Une menace de plus en plus hybride
On peut identifier quatre grandes catégories de menaces. Il y a les attaques qui visent la population (le phishing, par exemple) ; celles de nature économique (comme les rançongiciels) ; d’État à État (avec des motivations géopolitiques qui relèvent du champ d’action de services comme la DGSI) ; et enfin, une catégorie émergente depuis quelques années, la manipulation de l’information, les fake news notamment. Si les tendances généralement observées associent plutôt la déstabilisation (défigurations, divulgations de données et prises de contrôle) avec les hacktivistes, le rançongiciel et l’hameçonnage avec les cybercriminels, l’espionnage avec les entreprises concurrentes et les États, des attaques simples peuvent être le fait d’États et des offensives très complexes émaner de groupuscules. Plus la menace gagne, plus il faut prendre en compte son caractère hybride. Avec des revenus de l’ordre de 1 500 milliards de dollars par an en 2018, selon le Dr. Mike McGuire, de l’université de Surrey, soit 1,5 fois ceux de la contrefaçon, la cybercriminalité constitue sans doute l’activité économique la plus lucrative au monde.
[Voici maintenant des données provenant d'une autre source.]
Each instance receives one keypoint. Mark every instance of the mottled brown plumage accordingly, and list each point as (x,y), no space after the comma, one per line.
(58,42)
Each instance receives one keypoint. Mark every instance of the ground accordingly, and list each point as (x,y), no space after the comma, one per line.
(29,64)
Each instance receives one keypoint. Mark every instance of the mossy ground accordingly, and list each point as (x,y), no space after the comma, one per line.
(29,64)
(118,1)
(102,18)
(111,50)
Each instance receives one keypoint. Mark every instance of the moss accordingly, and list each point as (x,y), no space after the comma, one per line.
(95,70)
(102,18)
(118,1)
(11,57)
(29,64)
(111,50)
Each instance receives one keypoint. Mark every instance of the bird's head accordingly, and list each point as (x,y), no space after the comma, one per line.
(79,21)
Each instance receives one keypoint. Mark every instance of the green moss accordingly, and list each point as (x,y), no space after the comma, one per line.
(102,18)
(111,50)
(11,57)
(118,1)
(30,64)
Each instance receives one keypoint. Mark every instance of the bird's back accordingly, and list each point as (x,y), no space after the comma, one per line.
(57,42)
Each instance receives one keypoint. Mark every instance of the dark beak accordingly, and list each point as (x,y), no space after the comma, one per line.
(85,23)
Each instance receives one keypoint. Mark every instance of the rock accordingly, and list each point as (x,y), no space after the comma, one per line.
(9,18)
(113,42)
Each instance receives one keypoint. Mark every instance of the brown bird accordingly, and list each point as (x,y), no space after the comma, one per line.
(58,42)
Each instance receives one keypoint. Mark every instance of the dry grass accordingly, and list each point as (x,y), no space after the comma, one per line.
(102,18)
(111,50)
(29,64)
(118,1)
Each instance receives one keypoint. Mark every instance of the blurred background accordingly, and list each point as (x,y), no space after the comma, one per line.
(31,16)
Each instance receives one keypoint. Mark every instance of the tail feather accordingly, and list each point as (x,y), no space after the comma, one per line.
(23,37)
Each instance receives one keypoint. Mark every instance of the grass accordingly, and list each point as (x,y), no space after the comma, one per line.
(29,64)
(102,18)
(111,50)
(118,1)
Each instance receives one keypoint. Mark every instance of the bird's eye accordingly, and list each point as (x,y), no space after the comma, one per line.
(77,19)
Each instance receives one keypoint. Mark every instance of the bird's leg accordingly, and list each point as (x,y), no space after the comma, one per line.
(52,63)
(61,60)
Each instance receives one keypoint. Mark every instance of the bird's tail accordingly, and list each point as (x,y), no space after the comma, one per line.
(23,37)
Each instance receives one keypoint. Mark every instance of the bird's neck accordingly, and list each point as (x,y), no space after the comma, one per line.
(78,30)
Elle pourrait devenir la troisième économie mondiale d’ici 2025. Selon un rapport du département du Trésor américain, plus de 590 millions de dollars ont été extorqués entre janvier et juin 2021 par les seuls ransomwares.
Quadruplement du nombre d’attaques entre 2019 et 2020
La France n’échappe non seulement pas au fléau, mais elle constitue une cible privilégiée pour les pirates, sans doute du fait d’un solide réseau d’infrastructures numériques. Selon l’Agence nationale de la sécurité des systèmes d’information (Anssi), le nombre d’attaques informatiques contre les entreprises et les administrations françaises a été multiplié par quatre entre 2019 et 2020. Les données de la police et de la gendarmerie font état d’une valeur médiane des rançons atteignant 6 375 euros en 2020 (+ 50 % par an depuis 2016). Retenir la valeur médiane est intéressant car la valeur moyenne est faussée par les grandes disparités des rançons réclamées, qui peuvent atteindre plusieurs millions. Les délinquants savent en effet adapter leurs ambitions à la capacité de trésorerie de leurs cibles. Pour autant, et bien qu’en explosion, les demandes de rançon ne génèrent qu’une partie marginale des revenus de la criminalité numérique. Car le cœur financier de ce marché, c’est la revente de données. La prochaine grande crise sera cyber, entend-on proférer à l’envi. Serions-nous pour autant en train de perdre la bataille ? Certes, l’année 2022 a confirmé la surenchère des escroqueries et la professionnalisation des attaquants. Mais elle a également été marquée par une prise de conscience partagée du risque et le déploiement d’efforts conjugués. Les acteurs se mobilisent, les échanges se densifient, la parole se libère, les partenariats se nouent et les systèmes se structurent. Dans la sphère publique comme dans les entreprises privées, l’heure est à la prévention, à la protection et à la riposte.